The case -- one of two class-action lawsuits by former students of a real estate training program founded by Republican presidential nominee Donald Trump in California -- is set for trial in November. A message left with Trump's presidential campaign was not immediately returned.
This latest development is part of an ongoing saga for Trump after he came under fire in June for questioning Curiel's impartiality based on his Mexican heritage.
Trump was condemned by Democrats and Republicans alike after he repeatedly referred
to Indiana-born Curiel as a "hater" and a "Mexican," while criticizing the judge's rulings in the case.
One of Trump's harshest rebukes came from House Speaker Paul Ryan, who described the language as "sort of like the textbook definition of a racist comment."
Trump later defended himself in a written statement, saying he did not believe "one's heritage (made) them incapable of being impartial."
"Based on the rulings that I have received in the Trump University civil case, I feel justified in questioning whether I am receiving a fair trial," Trump said.
He added that he also had "concerns as to my ability to receive a fair trial" due to his presidential campaign's focus on illegal immigration.
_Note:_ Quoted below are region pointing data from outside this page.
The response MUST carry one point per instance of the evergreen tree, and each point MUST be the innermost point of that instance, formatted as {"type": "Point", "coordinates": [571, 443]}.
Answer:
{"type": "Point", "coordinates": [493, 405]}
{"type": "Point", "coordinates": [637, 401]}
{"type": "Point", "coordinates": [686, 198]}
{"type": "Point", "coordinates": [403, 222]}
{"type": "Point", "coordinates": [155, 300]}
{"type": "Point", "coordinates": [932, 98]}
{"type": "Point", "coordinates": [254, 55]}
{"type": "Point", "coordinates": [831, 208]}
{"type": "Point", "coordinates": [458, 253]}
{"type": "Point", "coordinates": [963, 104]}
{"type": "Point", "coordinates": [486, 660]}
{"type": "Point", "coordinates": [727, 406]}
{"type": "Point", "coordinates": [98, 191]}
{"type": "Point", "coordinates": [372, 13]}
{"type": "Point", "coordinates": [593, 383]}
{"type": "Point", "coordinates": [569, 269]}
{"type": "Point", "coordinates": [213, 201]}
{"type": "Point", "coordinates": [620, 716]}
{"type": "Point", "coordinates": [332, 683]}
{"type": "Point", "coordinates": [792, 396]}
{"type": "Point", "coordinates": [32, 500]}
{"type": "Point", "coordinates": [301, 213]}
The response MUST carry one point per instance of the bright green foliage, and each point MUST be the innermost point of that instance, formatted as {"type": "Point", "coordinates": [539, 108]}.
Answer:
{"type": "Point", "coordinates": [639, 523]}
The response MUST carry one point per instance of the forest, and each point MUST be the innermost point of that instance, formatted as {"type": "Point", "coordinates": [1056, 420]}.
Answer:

Trump University was launched in 2005 as a real estate seminar business that promised to teach students Trump's investing techniques.
The business, which has effectively been defunct for several years, is facing three lawsuits filed by and on behalf of dissatisfied enrollees, two class actions in California and a lawsuit by New York Attorney General Eric Schneiderman.
The plaintiffs allege Trump's program took in an estimated $40 million, but was mired in fraud and deception. Trump has defended the school and said the lawsuits should have been dismissed.